From FASTQ to Differential Expression: Building a Reproducible RNA-seq Pipeline
During my PhD at CUHK, RNA-seq was one of those things I kept coming back to. Different projects, different organisms, different experimental designs — but the analysis steps were always the same. Download data, check quality, trim, align, quantify, normalize, test for differential expression, run enrichment. Every time, I found myself re-running dozens of commands, tweaking parameters, and trying to remember what I did last time.
That repetition was the motivation behind RNA-seq-analysis-pipeline, a Snakemake-based workflow that takes you from raw FASTQ files all the way to differential expression results and functional enrichment analysis.
What the pipeline does
The workflow covers the full RNA-seq analysis chain:
- Data acquisition — Fetch raw sequencing data from SRA automatically.
- Quality control and trimming — fastp handles adapter removal, quality filtering, and generates QC reports.
- Alignment — STAR and HISAT2 run in parallel, giving you two independent alignments to cross-validate results.
- Quantification — featureCounts and STAR gene-level counts are both generated, again for cross-comparison.
- Differential expression — DESeq2 with ashr log-fold-change shrinkage, producing publication-ready results.
- Co-expression networks — WGCNA identifies gene modules and their correlations with traits.
- Functional enrichment — genekitr runs GO and KEGG enrichment on your DE gene sets.
Every step produces reports and visualizations along the way, so you can inspect quality at each stage without digging through log files.
Why Snakemake
I chose Snakemake because it hits a sweet spot between flexibility and reproducibility. Each rule in the workflow gets its own conda environment, which means the tooling for one step doesn’t clash with another. There are also pre-built Docker containers for full reproducibility — someone else can run the exact same pipeline without worrying about dependency hell.

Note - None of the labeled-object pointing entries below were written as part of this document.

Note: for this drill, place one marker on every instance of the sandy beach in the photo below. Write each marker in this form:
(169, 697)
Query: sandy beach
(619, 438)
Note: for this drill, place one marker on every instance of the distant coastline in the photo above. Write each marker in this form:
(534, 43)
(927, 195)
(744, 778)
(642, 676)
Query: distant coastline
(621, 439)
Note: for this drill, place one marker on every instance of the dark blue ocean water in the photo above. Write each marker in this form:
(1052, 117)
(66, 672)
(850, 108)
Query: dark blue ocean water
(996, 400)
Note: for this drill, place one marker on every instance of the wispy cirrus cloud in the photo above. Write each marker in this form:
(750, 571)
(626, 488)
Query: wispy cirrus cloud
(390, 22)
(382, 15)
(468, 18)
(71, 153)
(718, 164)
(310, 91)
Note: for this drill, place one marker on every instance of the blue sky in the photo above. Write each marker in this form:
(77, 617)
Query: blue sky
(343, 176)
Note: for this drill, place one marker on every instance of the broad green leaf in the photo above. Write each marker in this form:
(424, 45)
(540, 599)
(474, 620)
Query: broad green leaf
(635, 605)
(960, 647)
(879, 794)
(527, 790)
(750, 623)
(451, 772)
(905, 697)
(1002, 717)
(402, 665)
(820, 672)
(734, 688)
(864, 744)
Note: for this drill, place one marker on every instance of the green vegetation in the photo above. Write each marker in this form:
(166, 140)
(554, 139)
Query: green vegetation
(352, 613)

The pipeline is registered in the Snakemake Workflow Catalog, which was a nice milestone. It means others can discover and use it with minimal setup.
Config-driven design
The key design decision was making everything configurable through two files. You don’t need to edit the workflow itself to analyze a new dataset. Here’s what setup looks like:
# config.yaml
samples: "config/samples.tsv"
outdir: "results"
genome:
source: "ensembl"
organism: "homo_sapiens"
release: 110
fasta: "Homo_sapiens.GRCh38.dna.primary_assembly.fa"
gtf: "Homo_sapiens.GRCh38.110.gtf"
params:
fastp:
qualified_quality_phred: 20
length_required: 50
star:
outFilterMismatchNmax: 10
# samples.tsv
sample_id condition platform layout
SRR1234567 treated ILLUMINA PAIRED
SRR1234568 control ILLUMINA PAIRED
Then run it:
snakemake --use-conda --cores 16
That’s it. Change the config for a new project, and you’re ready to go. The pipeline supports both paired-end and single-end data, and you can configure any reference genome available on Ensembl.
What I learned
Building this pipeline forced me to go deep into areas I had only touched on before.
RNA-seq theory — I had to understand why each step matters: why trimming affects alignment rates, why splice-aware aligners are essential for eukaryotic RNA, how different quantification strategies introduce different biases, and what normalization actually does to your counts.
The R/Bioconductor ecosystem — Working with DESeq2, WGCNA, and genekitr taught me a lot about how the R community approaches genomic data analysis. The S4 object system, the SummarizedExperiment abstraction, and the design philosophy behind Bioconductor packages all clicked while building the downstream analysis portions.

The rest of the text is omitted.